Locating Matching Method Calls by Mining Revision History Data

Developing an appropriate fix for a software bug often requires a detailed examination of the code as well as generation of appropriate test cases. However, certain categories of bugs are usually easy to fix. In this paper we focus on bugs that can be corrected with a one-line code change. As it turns out, one-line source code changes very often represent bug fixes. Moreover, a significant fraction of previously known bug categories can be addressed with one-line fixes. Careless use of file manipulation routines, failing to call free to deallocate a data structure, failing to use strncpy instead of strcpy for safer string manipulation, and using tainted character arrays as the format argument of fprintf calls are all well-known types of bugs that can typically be corrected with a one-line change of the program source.

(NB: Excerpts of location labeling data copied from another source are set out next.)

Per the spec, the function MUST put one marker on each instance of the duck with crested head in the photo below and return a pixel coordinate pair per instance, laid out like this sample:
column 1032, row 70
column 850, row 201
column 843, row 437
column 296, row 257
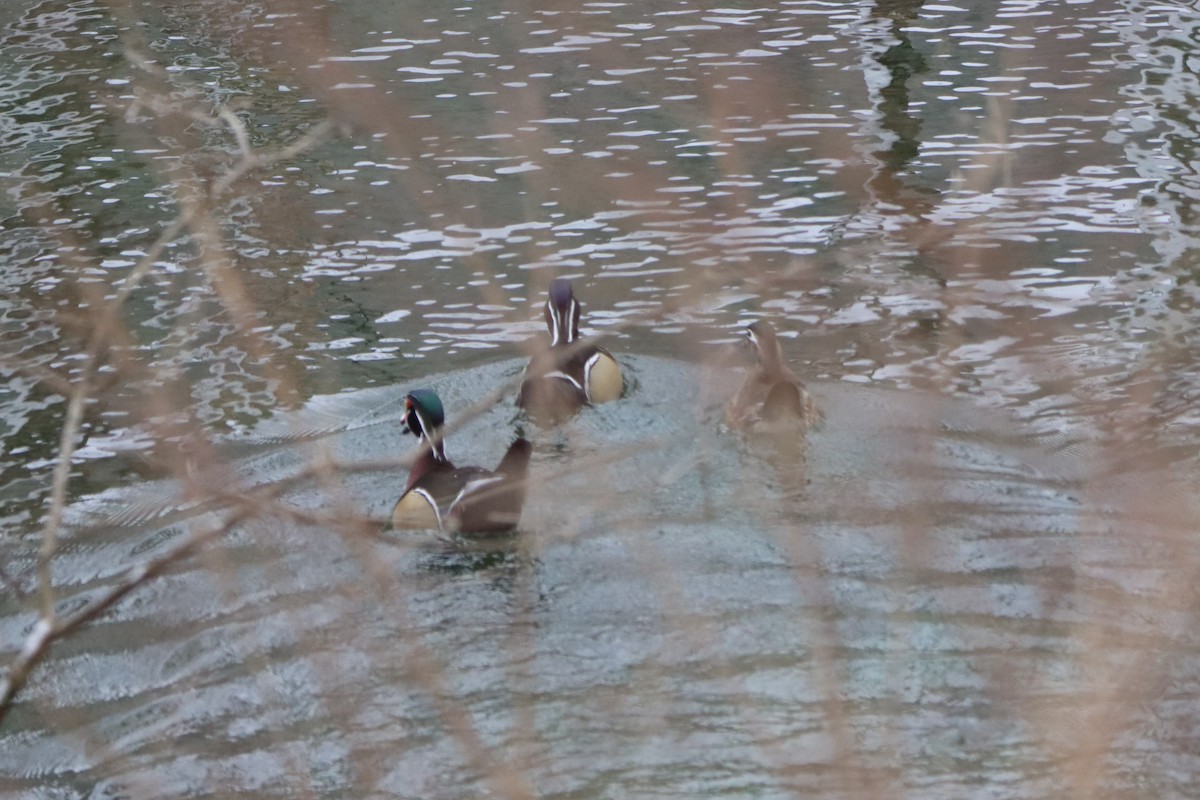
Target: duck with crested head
column 456, row 499
column 772, row 395
column 571, row 373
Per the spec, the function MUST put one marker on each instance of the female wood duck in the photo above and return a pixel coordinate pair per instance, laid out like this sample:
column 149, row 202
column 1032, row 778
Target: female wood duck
column 772, row 394
column 463, row 499
column 570, row 374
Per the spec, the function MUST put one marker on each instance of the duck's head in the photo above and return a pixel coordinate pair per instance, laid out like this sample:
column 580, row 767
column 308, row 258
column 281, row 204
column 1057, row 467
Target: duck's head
column 766, row 344
column 424, row 415
column 562, row 313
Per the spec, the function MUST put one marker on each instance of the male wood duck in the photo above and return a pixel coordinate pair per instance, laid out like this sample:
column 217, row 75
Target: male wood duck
column 463, row 499
column 570, row 374
column 772, row 394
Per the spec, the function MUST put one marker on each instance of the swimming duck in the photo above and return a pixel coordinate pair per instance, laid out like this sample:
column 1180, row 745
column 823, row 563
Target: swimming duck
column 570, row 374
column 772, row 394
column 463, row 499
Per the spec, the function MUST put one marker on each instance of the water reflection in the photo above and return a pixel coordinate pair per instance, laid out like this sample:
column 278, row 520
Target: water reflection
column 991, row 203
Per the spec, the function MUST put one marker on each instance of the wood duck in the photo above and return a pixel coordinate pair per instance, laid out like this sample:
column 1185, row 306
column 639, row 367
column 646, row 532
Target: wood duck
column 772, row 394
column 570, row 374
column 461, row 499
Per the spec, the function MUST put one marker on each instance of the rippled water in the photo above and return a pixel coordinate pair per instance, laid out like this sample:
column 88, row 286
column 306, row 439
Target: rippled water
column 971, row 222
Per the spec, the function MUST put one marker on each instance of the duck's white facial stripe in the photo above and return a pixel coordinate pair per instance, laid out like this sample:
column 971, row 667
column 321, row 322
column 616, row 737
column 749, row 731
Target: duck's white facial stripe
column 427, row 433
column 587, row 373
column 573, row 316
column 555, row 323
column 562, row 376
column 429, row 498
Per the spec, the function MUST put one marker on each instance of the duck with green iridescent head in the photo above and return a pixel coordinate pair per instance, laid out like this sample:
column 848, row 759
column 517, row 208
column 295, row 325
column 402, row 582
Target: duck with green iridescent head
column 571, row 373
column 456, row 499
column 772, row 396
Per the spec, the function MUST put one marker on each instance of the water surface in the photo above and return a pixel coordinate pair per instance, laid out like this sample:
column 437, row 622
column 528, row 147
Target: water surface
column 972, row 224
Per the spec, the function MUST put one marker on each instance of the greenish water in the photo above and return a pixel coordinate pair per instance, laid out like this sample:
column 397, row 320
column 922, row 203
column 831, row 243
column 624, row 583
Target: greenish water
column 972, row 223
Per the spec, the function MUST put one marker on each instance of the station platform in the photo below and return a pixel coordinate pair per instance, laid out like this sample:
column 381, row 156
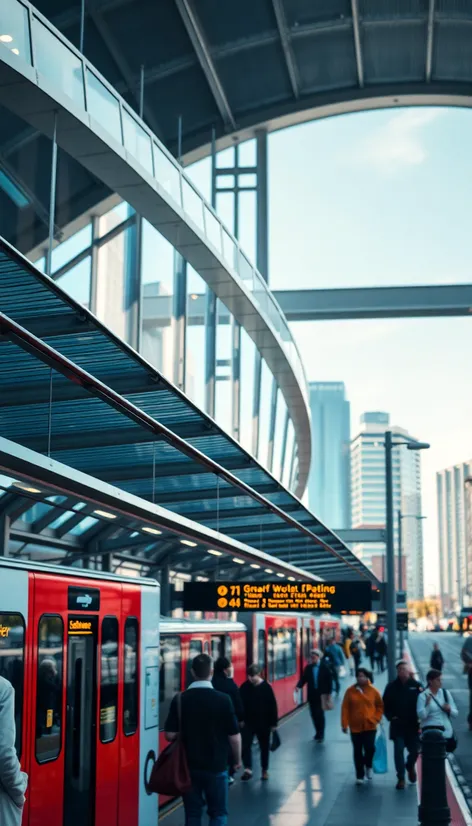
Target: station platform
column 314, row 784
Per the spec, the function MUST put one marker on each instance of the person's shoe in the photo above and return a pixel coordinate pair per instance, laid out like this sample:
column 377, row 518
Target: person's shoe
column 412, row 776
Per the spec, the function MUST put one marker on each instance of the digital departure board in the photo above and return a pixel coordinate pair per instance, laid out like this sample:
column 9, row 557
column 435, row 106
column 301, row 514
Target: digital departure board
column 330, row 597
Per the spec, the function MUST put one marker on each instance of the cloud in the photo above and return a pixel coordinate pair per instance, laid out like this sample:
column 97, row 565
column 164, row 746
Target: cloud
column 398, row 143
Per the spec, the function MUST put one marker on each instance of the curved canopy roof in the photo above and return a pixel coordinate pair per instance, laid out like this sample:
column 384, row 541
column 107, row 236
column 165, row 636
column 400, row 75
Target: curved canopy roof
column 233, row 66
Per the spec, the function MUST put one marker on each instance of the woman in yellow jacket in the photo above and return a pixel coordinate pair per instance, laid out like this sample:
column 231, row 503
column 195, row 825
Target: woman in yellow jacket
column 362, row 711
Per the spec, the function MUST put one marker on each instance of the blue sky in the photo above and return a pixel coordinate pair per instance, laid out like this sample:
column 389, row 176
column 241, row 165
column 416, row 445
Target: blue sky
column 380, row 198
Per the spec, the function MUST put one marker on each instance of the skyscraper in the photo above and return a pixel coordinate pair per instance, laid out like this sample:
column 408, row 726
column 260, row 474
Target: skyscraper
column 329, row 480
column 452, row 524
column 368, row 498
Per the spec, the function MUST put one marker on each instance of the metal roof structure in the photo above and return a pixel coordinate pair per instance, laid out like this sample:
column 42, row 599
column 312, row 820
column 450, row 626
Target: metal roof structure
column 72, row 390
column 267, row 64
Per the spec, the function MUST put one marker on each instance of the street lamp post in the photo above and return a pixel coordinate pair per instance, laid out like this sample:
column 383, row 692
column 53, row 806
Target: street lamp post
column 389, row 444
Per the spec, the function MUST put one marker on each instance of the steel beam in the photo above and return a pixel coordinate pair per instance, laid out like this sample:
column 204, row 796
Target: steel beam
column 376, row 302
column 202, row 51
column 284, row 35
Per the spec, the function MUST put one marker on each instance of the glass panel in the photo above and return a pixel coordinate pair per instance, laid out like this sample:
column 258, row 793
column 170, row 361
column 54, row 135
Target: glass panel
column 213, row 229
column 74, row 245
column 195, row 338
column 195, row 648
column 248, row 354
column 12, row 655
column 265, row 413
column 131, row 686
column 109, row 680
column 167, row 174
column 49, row 690
column 137, row 141
column 279, row 434
column 193, row 204
column 77, row 281
column 157, row 274
column 103, row 106
column 14, row 29
column 223, row 385
column 57, row 63
column 170, row 679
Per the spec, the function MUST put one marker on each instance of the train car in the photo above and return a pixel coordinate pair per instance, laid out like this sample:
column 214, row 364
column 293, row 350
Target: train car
column 81, row 650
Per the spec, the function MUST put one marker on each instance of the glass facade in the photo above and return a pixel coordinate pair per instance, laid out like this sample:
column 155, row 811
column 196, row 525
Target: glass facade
column 105, row 268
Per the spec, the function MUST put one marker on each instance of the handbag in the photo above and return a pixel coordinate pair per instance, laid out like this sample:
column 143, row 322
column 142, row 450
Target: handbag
column 380, row 762
column 275, row 741
column 327, row 702
column 170, row 774
column 451, row 742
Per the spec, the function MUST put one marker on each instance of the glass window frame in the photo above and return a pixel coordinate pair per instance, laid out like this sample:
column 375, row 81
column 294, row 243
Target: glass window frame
column 50, row 615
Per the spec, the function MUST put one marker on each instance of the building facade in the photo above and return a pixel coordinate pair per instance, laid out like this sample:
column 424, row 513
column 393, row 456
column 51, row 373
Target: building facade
column 454, row 536
column 368, row 498
column 329, row 486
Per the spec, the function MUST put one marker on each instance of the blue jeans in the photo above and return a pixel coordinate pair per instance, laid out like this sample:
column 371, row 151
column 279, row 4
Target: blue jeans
column 211, row 789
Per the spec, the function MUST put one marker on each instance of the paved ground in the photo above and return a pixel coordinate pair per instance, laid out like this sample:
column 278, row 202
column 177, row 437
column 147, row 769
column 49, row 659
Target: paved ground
column 453, row 680
column 313, row 785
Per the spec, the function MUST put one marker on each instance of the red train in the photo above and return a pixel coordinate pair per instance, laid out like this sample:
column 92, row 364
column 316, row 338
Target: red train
column 91, row 686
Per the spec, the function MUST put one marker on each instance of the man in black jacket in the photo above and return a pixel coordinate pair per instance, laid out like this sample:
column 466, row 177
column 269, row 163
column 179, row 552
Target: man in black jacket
column 400, row 698
column 317, row 676
column 260, row 719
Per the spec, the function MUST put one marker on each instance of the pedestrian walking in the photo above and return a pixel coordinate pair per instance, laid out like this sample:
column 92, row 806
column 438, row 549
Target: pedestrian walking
column 436, row 706
column 317, row 676
column 361, row 713
column 207, row 725
column 260, row 719
column 13, row 781
column 400, row 700
column 223, row 681
column 437, row 660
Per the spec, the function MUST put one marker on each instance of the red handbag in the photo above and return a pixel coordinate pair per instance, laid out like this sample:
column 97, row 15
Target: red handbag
column 170, row 774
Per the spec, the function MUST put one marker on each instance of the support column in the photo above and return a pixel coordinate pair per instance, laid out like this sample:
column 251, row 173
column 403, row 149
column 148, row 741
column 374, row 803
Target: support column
column 262, row 206
column 179, row 313
column 166, row 591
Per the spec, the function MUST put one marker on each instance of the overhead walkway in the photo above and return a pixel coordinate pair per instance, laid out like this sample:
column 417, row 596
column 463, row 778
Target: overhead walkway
column 72, row 390
column 48, row 83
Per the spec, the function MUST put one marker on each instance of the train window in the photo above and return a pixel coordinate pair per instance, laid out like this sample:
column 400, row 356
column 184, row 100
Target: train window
column 12, row 653
column 50, row 687
column 170, row 681
column 109, row 680
column 261, row 649
column 131, row 687
column 195, row 648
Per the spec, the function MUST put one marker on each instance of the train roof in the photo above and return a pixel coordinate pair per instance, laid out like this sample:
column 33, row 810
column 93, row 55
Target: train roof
column 173, row 625
column 83, row 573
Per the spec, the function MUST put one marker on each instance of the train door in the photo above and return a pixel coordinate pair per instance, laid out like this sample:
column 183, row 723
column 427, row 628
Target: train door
column 80, row 722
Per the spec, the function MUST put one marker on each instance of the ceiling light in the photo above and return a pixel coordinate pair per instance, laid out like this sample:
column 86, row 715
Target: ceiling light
column 106, row 514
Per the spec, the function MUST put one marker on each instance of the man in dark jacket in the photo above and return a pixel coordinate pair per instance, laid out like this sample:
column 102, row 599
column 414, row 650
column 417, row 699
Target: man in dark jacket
column 400, row 698
column 260, row 719
column 223, row 681
column 317, row 676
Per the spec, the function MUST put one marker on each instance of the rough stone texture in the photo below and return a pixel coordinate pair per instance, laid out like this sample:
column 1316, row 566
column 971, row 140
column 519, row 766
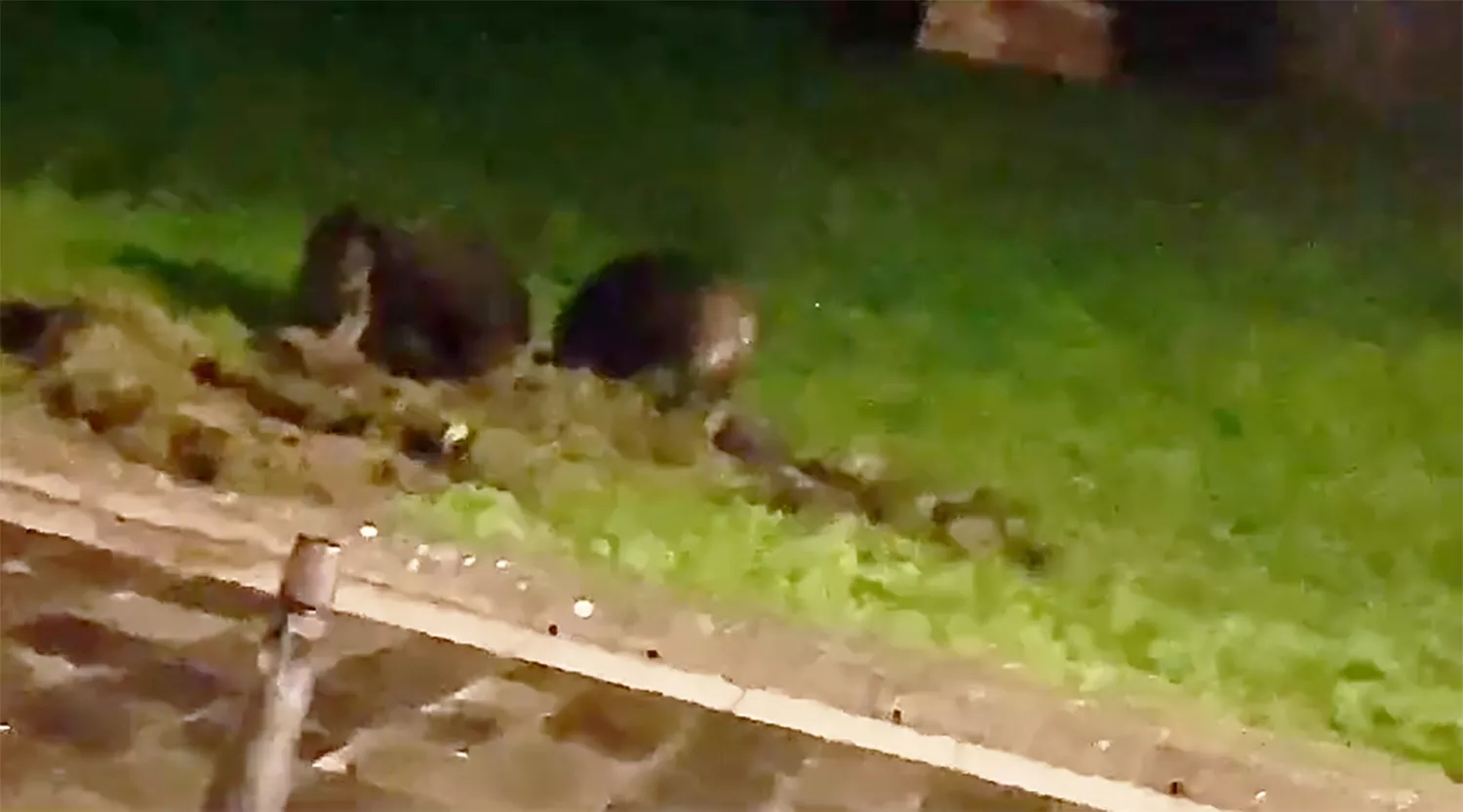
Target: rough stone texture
column 1059, row 37
column 982, row 703
column 120, row 679
column 1386, row 56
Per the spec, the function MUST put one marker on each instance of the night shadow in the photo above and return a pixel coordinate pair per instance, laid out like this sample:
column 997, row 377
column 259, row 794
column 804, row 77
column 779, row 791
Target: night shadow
column 208, row 286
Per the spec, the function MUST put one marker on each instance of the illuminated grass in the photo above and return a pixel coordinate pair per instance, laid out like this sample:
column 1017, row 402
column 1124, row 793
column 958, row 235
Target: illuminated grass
column 1223, row 362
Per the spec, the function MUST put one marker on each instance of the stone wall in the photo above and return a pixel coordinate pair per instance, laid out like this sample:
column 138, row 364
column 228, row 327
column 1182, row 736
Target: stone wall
column 1398, row 58
column 1059, row 37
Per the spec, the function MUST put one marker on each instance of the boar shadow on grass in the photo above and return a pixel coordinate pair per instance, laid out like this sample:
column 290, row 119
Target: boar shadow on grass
column 208, row 286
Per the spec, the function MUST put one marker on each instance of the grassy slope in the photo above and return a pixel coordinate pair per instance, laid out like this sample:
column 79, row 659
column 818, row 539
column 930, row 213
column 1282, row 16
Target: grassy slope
column 1223, row 359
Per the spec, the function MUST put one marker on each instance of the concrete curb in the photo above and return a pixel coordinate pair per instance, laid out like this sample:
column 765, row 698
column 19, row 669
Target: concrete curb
column 53, row 505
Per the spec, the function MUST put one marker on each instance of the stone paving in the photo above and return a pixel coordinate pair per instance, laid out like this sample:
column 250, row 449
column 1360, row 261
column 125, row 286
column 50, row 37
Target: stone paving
column 976, row 715
column 120, row 679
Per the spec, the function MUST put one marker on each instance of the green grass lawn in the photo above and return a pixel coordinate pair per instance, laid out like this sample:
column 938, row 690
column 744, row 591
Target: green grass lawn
column 1219, row 353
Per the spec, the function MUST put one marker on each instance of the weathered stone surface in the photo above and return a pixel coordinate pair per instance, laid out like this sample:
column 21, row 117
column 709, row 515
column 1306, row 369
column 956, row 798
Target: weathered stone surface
column 128, row 508
column 1059, row 37
column 120, row 680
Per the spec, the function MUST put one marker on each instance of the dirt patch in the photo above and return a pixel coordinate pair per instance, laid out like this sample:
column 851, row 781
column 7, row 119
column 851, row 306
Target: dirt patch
column 303, row 414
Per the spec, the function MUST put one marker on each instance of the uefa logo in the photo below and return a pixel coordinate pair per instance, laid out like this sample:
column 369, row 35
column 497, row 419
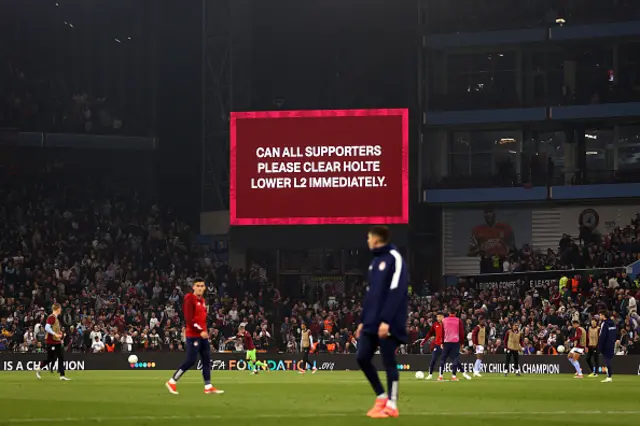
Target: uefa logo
column 144, row 365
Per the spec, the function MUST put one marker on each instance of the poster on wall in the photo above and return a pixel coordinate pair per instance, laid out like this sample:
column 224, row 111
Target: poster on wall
column 488, row 231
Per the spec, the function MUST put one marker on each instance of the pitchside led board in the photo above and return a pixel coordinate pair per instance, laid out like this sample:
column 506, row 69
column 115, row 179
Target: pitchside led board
column 320, row 167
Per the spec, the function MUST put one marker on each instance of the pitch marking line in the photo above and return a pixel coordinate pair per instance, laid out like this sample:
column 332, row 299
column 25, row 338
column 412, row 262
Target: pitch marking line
column 301, row 416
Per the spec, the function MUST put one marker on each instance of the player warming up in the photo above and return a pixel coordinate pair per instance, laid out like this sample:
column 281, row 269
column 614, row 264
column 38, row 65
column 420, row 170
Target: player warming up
column 453, row 336
column 513, row 345
column 250, row 350
column 195, row 317
column 593, row 360
column 53, row 341
column 438, row 331
column 384, row 318
column 607, row 342
column 306, row 342
column 579, row 340
column 479, row 339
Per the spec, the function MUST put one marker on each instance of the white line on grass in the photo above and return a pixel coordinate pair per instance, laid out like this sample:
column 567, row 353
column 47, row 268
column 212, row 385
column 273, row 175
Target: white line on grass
column 302, row 415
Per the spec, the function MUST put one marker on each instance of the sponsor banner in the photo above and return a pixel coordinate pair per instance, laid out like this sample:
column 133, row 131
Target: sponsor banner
column 526, row 280
column 319, row 167
column 532, row 364
column 487, row 231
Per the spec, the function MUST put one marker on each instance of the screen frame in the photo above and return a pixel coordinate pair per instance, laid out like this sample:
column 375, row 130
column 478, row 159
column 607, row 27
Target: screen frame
column 320, row 220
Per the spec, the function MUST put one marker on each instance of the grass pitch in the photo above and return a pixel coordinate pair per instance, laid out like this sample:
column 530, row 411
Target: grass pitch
column 336, row 398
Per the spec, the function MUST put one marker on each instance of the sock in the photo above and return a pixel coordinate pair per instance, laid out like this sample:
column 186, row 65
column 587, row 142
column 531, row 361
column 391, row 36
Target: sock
column 371, row 374
column 432, row 365
column 576, row 365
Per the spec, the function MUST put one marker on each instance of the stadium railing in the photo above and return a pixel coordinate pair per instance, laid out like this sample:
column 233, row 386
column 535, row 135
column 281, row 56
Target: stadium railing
column 533, row 279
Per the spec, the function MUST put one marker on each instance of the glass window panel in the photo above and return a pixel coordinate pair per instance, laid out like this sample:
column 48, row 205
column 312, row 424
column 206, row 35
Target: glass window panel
column 505, row 61
column 495, row 140
column 458, row 84
column 629, row 135
column 628, row 147
column 629, row 157
column 459, row 165
column 598, row 139
column 508, row 143
column 458, row 64
column 483, row 62
column 460, row 143
column 482, row 165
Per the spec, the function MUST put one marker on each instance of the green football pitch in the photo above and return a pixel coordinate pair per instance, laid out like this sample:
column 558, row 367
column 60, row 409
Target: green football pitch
column 335, row 398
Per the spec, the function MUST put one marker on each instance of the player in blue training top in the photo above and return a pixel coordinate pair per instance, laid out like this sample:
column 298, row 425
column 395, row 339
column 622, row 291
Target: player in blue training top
column 607, row 341
column 384, row 319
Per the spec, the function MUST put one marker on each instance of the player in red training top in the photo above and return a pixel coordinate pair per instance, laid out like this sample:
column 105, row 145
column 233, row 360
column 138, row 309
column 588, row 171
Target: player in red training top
column 250, row 348
column 479, row 339
column 437, row 331
column 491, row 238
column 195, row 319
column 54, row 341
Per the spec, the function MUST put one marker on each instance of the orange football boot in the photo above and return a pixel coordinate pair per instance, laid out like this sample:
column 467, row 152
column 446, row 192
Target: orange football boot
column 379, row 406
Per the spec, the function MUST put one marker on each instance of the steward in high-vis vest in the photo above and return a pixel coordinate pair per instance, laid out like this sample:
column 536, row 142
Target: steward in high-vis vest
column 306, row 344
column 593, row 355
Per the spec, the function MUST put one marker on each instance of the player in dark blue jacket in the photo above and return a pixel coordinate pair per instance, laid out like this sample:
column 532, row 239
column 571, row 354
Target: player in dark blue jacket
column 607, row 341
column 384, row 319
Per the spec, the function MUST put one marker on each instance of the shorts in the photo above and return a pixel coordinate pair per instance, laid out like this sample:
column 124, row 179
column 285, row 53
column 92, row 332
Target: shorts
column 251, row 355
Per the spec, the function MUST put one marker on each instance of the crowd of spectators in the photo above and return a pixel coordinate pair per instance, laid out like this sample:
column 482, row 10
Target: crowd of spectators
column 120, row 263
column 40, row 102
column 590, row 250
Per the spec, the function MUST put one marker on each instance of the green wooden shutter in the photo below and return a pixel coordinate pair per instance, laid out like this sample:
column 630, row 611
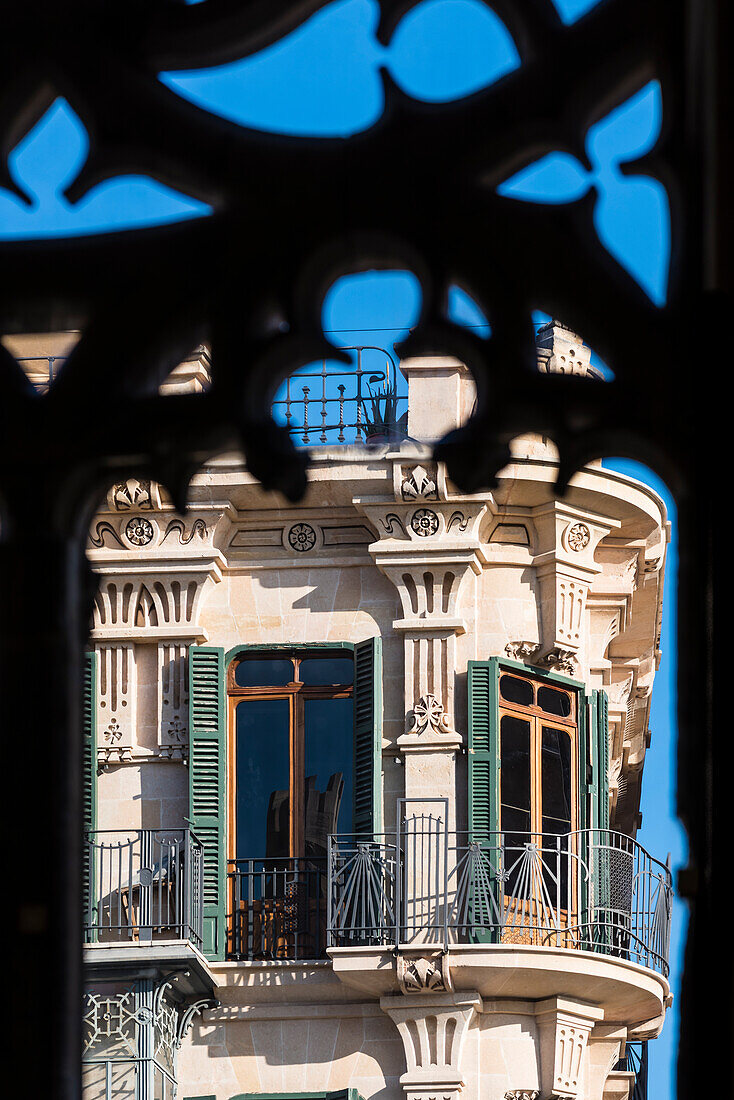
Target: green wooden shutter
column 599, row 741
column 88, row 779
column 601, row 925
column 206, row 784
column 368, row 736
column 483, row 897
column 483, row 749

This paper proposes an analysis of software revision histories to find highly correlated pairs of method calls that naturally form application-specific useful coding patterns. Potential patterns discovered through revision history mining are passed to a runtime analysis tool that looks for pattern violations. We focus our pattern discovery efforts on matching method pairs. Matching pairs such as fopen, fclose, malloc, free, as well as lock, unlock-function calls require exact matching: failing to call the second function in the pair or calling one of the two functions twice in a row is an error. We use common bug fixes as a heuristic that allows us to focus on patterns that caused bugs in the past. The user is presented with a choice of patterns to validate at runtime. Dynamically obtained information about which patterns were violated and which ones held at runtime is presented to the user. This combination of revision history mining and dynamic analysis techniques proves effective for both discovering new application-specific patterns and for finding errors when applied to very large programs with many man-years of development and debugging effort behind them.

To validate our approach, we analyzed Eclipse, a widelyused, mature Java application consisting of more than 2,900,000 lines of code. By mining revision histories, we have discovered a total of 32 previously unknown highly application-specific matching method pairs. Out of these, 10 were dynamically confirmed as valid patterns and a total of 107 previously unknown bugs were found as a result of pattern violations.